New Journalist of the Year Award:  This award will go to an outstanding journalist who has only been full-time for three years or less. It’s not easy being the “newbie” and sometimes you don’t get the most glorious assignments. This award is to honor those new journalists who take on tasks, no matter what they are, with enthusiasm and determination.
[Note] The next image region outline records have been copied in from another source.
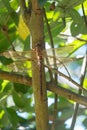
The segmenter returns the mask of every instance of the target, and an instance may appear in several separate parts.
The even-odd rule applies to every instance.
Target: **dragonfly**
[[[71,52],[72,50],[73,50],[73,46],[65,46],[65,47],[53,48],[53,49],[51,48],[46,50],[41,50],[41,48],[37,46],[35,49],[29,51],[6,51],[0,53],[0,56],[11,58],[13,60],[12,65],[14,66],[16,65],[17,68],[19,66],[20,67],[22,66],[22,69],[24,67],[22,63],[25,63],[26,61],[32,61],[32,62],[38,61],[37,65],[39,66],[40,78],[41,78],[40,84],[42,84],[42,72],[41,72],[42,60],[44,60],[44,65],[50,66],[50,68],[54,67],[54,61],[56,61],[56,67],[59,67],[61,65],[65,67],[66,63],[76,60],[76,58],[67,57],[69,52]],[[32,59],[32,54],[36,55],[35,59]],[[49,65],[47,61],[49,61]],[[41,86],[41,93],[42,93],[42,86]]]

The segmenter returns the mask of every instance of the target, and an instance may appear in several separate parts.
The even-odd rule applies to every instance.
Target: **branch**
[[[84,79],[85,79],[85,75],[86,75],[86,67],[87,67],[87,54],[85,55],[85,57],[83,59],[83,64],[82,64],[82,68],[81,68],[81,78],[80,78],[80,85],[81,86],[83,86],[83,83],[84,83]],[[82,90],[79,89],[78,94],[81,95],[81,93],[82,93]],[[78,109],[79,109],[79,104],[76,103],[74,113],[73,113],[73,117],[72,117],[71,130],[73,130],[74,127],[75,127]]]
[[[65,98],[68,98],[69,100],[73,100],[87,107],[87,97],[78,95],[74,92],[71,92],[70,90],[60,87],[59,85],[58,86],[55,86],[54,84],[52,85],[51,82],[47,84],[47,89],[52,91],[53,93],[61,95]]]

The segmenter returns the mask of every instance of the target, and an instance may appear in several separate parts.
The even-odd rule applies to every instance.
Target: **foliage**
[[[55,2],[55,7],[53,10],[50,10],[53,2]],[[39,0],[39,5],[41,8],[43,8],[43,6],[45,8],[54,47],[60,48],[66,46],[66,44],[67,46],[72,45],[72,49],[66,50],[69,56],[71,54],[71,56],[77,56],[79,53],[80,55],[85,55],[87,42],[87,1]],[[46,18],[44,18],[44,35],[47,47],[52,48]],[[14,49],[13,47],[19,51],[29,50],[31,47],[29,40],[30,33],[21,17],[18,0],[0,0],[0,52],[12,50]],[[65,54],[65,51],[63,50],[62,53]],[[0,56],[1,70],[11,71],[6,65],[9,65],[12,62],[12,59]],[[25,65],[26,64],[27,63],[25,63]],[[30,66],[30,64],[27,64],[27,66]],[[82,60],[75,61],[68,66],[70,75],[77,82],[80,80],[81,66]],[[26,76],[25,71],[23,75]],[[28,75],[32,77],[30,71]],[[49,79],[49,73],[46,71],[46,80],[48,81]],[[76,88],[70,87],[70,84],[64,84],[63,79],[60,80],[62,80],[60,85],[64,88],[68,88],[73,92],[77,91]],[[87,76],[85,76],[84,79],[85,88],[87,87],[86,82]],[[53,121],[55,104],[53,99],[53,93],[48,92],[50,122]],[[65,122],[72,117],[74,102],[59,96],[57,104],[58,114],[56,116],[55,130],[67,130],[68,128],[66,127]],[[81,116],[84,117],[81,121],[84,128],[86,128],[87,110],[84,110],[83,107],[80,107],[78,111],[78,117]],[[2,130],[12,130],[13,128],[16,130],[21,126],[25,129],[29,128],[30,130],[35,130],[36,125],[32,88],[23,84],[0,80],[0,128]],[[52,124],[50,123],[50,127],[51,126]]]

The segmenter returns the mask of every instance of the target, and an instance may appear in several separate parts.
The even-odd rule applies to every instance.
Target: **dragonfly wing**
[[[45,58],[45,64],[46,65],[51,65],[51,66],[61,66],[61,65],[65,65],[67,63],[73,62],[75,61],[76,58],[69,58],[69,57],[53,57],[53,56],[48,56],[48,58]],[[47,62],[48,61],[48,62]]]
[[[44,57],[47,56],[66,57],[69,55],[69,53],[72,52],[73,49],[74,49],[73,45],[65,46],[61,48],[51,48],[51,49],[43,50],[42,54]]]
[[[5,56],[7,58],[12,58],[13,60],[30,60],[32,51],[7,51],[0,53],[0,56]]]

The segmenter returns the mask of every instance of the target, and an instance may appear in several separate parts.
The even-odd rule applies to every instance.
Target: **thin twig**
[[[9,73],[5,71],[0,71],[0,79],[24,84],[24,85],[27,85],[28,87],[32,86],[32,79],[29,78],[29,76],[22,76],[21,74],[17,74],[13,72]],[[87,97],[80,96],[74,92],[71,92],[70,90],[61,88],[59,85],[57,86],[52,82],[48,82],[46,85],[49,91],[56,93],[57,95],[61,95],[70,100],[76,101],[79,104],[82,104],[87,107]]]
[[[44,8],[44,17],[45,17],[45,21],[46,21],[46,25],[47,25],[47,30],[48,30],[49,38],[50,38],[51,48],[54,48],[53,37],[52,37],[50,25],[49,25],[49,23],[48,23],[48,19],[47,19],[47,16],[46,16],[45,8]],[[53,56],[55,57],[55,51],[54,51],[54,49],[53,49],[52,53],[53,53]],[[54,61],[54,66],[55,66],[55,68],[57,68],[56,59],[54,58],[53,61]],[[54,82],[55,82],[55,84],[57,84],[57,80],[58,80],[58,76],[57,76],[57,74],[55,73],[55,74],[54,74]],[[58,99],[58,95],[55,94],[55,99],[54,99],[54,121],[53,121],[53,125],[52,125],[52,130],[55,130],[55,120],[56,120],[57,109],[58,109],[57,99]]]
[[[83,64],[82,64],[82,69],[81,69],[81,78],[80,78],[80,85],[81,86],[83,86],[83,83],[84,83],[84,79],[85,79],[85,75],[86,75],[86,67],[87,67],[87,54],[83,59]],[[81,95],[82,90],[79,89],[78,93],[79,93],[79,95]],[[73,130],[75,127],[78,109],[79,109],[79,104],[76,103],[75,110],[74,110],[73,117],[72,117],[71,130]]]
[[[85,10],[84,10],[84,5],[83,4],[82,4],[82,11],[83,11],[84,22],[85,22],[85,25],[87,26],[87,19],[86,19],[86,15],[85,15]]]
[[[51,69],[52,72],[56,73],[56,74],[59,74],[60,76],[62,76],[63,78],[67,79],[68,81],[70,81],[72,84],[74,84],[76,87],[78,87],[79,89],[83,90],[84,92],[87,92],[87,90],[85,88],[83,88],[81,85],[79,85],[77,82],[75,82],[71,77],[63,74],[62,72],[56,70],[56,69],[52,69],[50,68],[50,66],[46,66],[48,69]]]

June Anderson Almquist Lifetime Achievement Award: In the late 1960s, the SPJ Western Washington Chapter established the “Courage in Journalism” and “Service to Journalism” awards to honor organizations and individuals for special contributions toward the betterment of journalism within Washington state. They were later combined into one under the moniker of the “Distinguished Service to Journalism Award.” The board renamed the award the “June Anderson Almquist Award for Distinguished Service to Journalism,” following the trailblazing Seattle Times journalist’s death in 2000.

Susan Hutchison Bosch Award: Susan Hutchison Bosch, an environmental affairs reporter for the Seattle P-I, contracted lymphoma at the age of 18 while a student at the University of Washington and died of Hodgkin’s disease at the age of 25 in 1971. Bosch “personified intellectual honesty, deep understanding of people and their problems, abiding fairness, grace, perseverance and quiet courage,” according to the board that established this award in her honor. “Though afflicted with Hodgkin’s disease, she rejected despair and chose to live a fully committed life.” The award is presented only when the recipient is judged uniquely qualified and his or her work reflects the qualities Bosch defined in life.